The truck careened down the street at high speed for several blocks, leaving a trail of broken glass, tire tracks and bodies, newspaper Dagens Nyheter reported. After hitting the department store, it burst into flames.
Witness Jan Granroth told the daily Aftonbladet that “we stood inside a shoe store and heard something ... and then people started to scream.” He said: “I looked out of the store and saw a big truck.”
One witness, Leander Nordling, 66, told Aftonbladet that he was standing in the perfume department at Åhlens when he heard a loud bang.
"It sounded like a bomb had exploded and began to smoke heavily in through the main entrance," he said. Nordling said he and other customers and staff took shelter in a storage room.
Swedish beermaker Spendrups said its truck was carjacked earlier Friday, Aftonbladet reported.
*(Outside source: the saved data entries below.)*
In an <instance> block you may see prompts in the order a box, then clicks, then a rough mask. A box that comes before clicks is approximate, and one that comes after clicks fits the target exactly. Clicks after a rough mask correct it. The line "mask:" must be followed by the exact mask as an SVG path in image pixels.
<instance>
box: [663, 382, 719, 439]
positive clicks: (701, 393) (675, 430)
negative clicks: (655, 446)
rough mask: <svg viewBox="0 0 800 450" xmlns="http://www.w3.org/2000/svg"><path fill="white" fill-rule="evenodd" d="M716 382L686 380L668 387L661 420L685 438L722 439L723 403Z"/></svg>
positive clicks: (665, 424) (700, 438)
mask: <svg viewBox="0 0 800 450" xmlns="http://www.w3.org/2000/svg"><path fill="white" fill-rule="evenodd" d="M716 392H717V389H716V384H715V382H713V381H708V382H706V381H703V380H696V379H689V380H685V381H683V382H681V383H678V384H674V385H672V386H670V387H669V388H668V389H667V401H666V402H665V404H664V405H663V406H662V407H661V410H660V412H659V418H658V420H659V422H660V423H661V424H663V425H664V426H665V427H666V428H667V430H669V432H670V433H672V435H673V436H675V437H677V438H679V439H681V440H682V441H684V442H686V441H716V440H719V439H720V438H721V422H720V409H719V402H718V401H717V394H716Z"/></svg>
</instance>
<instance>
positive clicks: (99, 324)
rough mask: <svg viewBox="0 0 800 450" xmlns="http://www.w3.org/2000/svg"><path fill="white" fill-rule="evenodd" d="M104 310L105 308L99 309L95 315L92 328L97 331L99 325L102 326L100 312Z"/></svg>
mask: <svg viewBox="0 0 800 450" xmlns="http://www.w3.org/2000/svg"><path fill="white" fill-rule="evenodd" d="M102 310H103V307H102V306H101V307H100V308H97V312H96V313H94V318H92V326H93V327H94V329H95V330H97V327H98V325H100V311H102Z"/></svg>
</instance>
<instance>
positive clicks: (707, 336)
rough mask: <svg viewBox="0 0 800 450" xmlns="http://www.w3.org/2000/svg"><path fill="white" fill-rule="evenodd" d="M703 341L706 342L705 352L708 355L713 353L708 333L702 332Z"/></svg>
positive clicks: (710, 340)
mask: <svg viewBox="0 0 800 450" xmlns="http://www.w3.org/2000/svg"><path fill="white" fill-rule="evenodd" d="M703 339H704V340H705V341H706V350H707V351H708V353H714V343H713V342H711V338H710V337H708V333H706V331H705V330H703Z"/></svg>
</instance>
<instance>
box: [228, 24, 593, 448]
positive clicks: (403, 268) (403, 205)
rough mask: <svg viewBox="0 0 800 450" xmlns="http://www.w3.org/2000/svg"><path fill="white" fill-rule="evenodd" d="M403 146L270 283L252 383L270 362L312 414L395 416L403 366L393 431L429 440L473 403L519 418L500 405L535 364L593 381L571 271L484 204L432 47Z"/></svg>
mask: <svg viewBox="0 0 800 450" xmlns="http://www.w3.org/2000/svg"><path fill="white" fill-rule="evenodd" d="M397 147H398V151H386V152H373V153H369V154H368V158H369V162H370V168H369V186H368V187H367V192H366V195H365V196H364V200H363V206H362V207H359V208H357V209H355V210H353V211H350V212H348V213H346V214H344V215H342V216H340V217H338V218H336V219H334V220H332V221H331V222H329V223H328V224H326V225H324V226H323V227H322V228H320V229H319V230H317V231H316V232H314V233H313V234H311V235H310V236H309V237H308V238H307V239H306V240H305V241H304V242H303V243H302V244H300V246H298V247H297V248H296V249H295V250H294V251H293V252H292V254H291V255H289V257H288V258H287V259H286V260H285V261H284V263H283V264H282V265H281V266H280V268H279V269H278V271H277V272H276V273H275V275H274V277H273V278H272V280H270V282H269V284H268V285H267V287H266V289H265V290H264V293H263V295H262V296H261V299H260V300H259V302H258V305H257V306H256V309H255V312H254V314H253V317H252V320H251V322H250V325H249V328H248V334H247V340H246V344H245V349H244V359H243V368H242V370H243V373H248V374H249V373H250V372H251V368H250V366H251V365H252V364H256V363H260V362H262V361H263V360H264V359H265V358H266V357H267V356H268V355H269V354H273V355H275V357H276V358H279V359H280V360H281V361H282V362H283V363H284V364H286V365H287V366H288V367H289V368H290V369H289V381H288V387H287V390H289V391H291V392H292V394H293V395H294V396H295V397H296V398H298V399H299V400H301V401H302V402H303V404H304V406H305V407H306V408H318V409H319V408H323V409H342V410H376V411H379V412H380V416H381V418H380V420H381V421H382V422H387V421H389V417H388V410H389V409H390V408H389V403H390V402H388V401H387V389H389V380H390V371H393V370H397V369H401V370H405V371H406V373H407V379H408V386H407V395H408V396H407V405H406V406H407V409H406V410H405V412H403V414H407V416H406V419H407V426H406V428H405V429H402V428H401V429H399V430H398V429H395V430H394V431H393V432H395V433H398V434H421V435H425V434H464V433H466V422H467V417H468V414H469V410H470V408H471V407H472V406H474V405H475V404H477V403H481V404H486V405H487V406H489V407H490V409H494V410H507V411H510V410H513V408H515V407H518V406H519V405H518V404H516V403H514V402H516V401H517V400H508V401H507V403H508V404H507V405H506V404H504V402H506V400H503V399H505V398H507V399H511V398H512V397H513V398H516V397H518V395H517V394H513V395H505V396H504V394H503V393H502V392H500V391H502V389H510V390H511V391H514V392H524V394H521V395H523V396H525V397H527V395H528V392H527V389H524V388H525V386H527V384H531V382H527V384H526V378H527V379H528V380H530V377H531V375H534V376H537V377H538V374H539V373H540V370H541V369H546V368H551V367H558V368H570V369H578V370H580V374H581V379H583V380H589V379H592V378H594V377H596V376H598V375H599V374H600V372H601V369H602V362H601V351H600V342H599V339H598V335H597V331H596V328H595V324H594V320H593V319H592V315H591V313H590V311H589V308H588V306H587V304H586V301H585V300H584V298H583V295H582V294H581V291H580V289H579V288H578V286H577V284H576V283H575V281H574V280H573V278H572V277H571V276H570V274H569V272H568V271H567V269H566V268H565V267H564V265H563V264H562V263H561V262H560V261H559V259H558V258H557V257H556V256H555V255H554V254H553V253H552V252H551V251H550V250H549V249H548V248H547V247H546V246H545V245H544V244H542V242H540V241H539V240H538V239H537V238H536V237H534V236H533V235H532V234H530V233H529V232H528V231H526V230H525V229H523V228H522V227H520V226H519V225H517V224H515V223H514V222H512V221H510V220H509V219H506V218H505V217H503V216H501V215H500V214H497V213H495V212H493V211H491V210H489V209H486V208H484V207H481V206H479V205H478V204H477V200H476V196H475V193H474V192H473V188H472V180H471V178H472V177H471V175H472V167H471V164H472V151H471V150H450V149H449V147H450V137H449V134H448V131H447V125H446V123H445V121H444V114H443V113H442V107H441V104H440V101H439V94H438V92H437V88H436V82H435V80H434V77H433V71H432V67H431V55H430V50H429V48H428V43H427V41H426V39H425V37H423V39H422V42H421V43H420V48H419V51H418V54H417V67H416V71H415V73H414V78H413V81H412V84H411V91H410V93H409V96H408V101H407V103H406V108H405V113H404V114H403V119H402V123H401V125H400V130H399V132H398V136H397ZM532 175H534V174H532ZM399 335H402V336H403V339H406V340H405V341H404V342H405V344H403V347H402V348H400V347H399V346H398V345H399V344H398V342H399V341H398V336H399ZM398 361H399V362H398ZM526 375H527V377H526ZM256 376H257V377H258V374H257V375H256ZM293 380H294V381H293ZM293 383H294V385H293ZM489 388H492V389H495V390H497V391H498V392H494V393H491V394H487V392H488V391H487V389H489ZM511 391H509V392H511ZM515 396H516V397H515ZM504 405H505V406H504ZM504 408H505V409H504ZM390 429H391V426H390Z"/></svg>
"During a delivery to (a) restaurant, and while the driver was unloading, someone jumped into the driver’s seat and drove off with it," Spendrups communications director Marten Lyth told TT Swedish news agency.
All government offices were locked down and the metro closed following the incident.
“There are police reports saying it is unsafe, but people are still moving in all directions as transport is shut off,” said Rachel Weiner, a Stockholm resident.